Sacred Path of the Warrior

Day 3: King City to Paso Robles; starting up Quadbuster. Robin L. Chandler 2014

Day 3: King City to Paso Robles; starting up Quadbuster. Copyright Robin L. Chandler 2014

In Shambhala: The Sacred Path of the Warrior  Chogyam Trungpa wrote “the essence of human bravery, is refusing to give up on anyone or anything….and the master warrior is extremely humble….humbleness comes from working with others…to give space and time to others to develop their own understanding of goodness and of warriorship…patience is extending gentleness and faith to others all the time.” The warrior possesses faith in the basic goodness of others, a fearless expression of gentleness and genuineness on behalf of all sentient beings, and understands that tenderness comes from strength…stable, solid and true. Yesterday,  I reconnected with friends and fellow travelers riding in the AIDS LifeCycle 2014 contingent of the San Francisco Pride parade. The Ferry Building behind us, we cyclists, some two hundred strong, rolled out on to Market Street just behind the roaring engines of our beloved Dykes on Bikes. Peddling through the cheering crowd lining the route, my tears and laughter surfaced. On our helmets and bikes we all wore the number 1371 for Edna Flores-Lagunte, ALC rider, fundraiser, training ride leader and roadie, who sadly passed away this year on this her 13th LifeCycle. Edna was a warrior on the sacred path; she was loving, generous, joyous and so committed to helping others.
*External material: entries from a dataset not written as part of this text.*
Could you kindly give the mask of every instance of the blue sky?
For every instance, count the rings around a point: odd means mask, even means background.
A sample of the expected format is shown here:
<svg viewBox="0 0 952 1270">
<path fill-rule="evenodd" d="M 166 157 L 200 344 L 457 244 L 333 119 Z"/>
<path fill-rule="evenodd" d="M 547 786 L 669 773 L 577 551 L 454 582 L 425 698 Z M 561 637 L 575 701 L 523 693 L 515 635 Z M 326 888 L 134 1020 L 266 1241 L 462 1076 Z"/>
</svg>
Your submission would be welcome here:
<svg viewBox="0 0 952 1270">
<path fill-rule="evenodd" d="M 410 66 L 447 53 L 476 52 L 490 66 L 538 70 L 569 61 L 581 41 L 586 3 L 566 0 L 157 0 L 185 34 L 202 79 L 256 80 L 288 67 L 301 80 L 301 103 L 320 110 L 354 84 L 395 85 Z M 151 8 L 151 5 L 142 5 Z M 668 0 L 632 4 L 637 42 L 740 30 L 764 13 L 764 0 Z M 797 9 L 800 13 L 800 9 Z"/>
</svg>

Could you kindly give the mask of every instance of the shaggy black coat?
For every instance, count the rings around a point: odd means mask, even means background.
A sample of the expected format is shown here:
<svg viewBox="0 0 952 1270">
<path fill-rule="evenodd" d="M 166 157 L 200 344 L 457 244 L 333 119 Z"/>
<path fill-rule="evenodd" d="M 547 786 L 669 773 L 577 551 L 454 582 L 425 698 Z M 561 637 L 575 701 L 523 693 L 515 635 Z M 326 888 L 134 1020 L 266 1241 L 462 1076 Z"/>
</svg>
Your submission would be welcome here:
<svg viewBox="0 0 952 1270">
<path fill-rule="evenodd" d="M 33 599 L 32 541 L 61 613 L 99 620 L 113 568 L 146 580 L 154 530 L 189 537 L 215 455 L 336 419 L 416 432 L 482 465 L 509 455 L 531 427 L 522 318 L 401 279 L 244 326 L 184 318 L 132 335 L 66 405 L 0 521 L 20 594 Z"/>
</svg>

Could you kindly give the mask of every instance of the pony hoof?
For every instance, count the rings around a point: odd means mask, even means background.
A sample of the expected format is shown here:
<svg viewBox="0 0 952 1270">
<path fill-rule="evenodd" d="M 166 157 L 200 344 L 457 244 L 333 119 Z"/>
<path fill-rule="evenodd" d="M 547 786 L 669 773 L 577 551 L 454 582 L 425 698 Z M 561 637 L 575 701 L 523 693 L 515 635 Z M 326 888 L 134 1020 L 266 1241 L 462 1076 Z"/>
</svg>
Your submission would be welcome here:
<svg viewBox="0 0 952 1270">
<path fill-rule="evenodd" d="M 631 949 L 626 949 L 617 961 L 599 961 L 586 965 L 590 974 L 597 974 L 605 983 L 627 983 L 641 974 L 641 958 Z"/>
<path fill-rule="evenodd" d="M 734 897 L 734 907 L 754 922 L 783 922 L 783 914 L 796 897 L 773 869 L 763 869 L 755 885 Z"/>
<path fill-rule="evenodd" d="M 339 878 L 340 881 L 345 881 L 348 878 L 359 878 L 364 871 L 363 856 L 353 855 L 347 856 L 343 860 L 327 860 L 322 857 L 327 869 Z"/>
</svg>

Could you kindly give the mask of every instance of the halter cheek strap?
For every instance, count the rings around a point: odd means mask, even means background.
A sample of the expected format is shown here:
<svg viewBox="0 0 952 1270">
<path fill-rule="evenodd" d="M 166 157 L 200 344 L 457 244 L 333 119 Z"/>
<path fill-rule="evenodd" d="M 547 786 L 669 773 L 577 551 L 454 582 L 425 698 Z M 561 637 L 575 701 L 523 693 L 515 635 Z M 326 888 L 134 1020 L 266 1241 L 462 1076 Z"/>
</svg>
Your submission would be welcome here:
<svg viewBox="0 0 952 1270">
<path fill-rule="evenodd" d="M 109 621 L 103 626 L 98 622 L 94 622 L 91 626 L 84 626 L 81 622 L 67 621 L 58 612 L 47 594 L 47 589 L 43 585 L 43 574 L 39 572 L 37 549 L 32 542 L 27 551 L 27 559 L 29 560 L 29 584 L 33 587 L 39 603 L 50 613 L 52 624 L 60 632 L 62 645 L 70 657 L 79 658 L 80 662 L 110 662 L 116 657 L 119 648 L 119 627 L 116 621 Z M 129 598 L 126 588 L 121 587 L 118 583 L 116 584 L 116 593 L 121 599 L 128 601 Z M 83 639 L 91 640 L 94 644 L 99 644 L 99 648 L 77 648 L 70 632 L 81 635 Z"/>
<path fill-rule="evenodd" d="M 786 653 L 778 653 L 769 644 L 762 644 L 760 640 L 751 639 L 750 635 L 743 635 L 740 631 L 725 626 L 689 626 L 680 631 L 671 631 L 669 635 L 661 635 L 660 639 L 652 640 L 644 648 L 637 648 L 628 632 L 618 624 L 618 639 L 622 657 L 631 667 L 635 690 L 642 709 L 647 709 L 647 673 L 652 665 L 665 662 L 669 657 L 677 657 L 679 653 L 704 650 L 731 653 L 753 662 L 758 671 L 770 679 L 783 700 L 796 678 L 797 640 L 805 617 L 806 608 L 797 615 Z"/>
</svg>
Edna changed lives making them better. During the seven days riding from San Francisco to LA, I kept hearing the mantra “this ride will change your life.” By the time we left San Francisco on June 1, it already had.  Physically stronger and mentally more disciplined than a year earlier, I had also deepened friendships through honest conversations that happen during a long-distance training ride. But my most important life insight was yet to be revealed. Cycling 545 miles opens your eyes and your heart to yourself and to others. During the ride, I learned that tenderness grows from strength. With strength, I changed a rider’s flat tire when I worried I’d be sagged. With strength, I helped a tired rider set-up their tent when I was hungry. With strength, I let a weary rider take a hot shower before me when I was cold. And perhaps most importantly, with strength, I aspire to be as loving, generous, joyous and committed a person as Edna.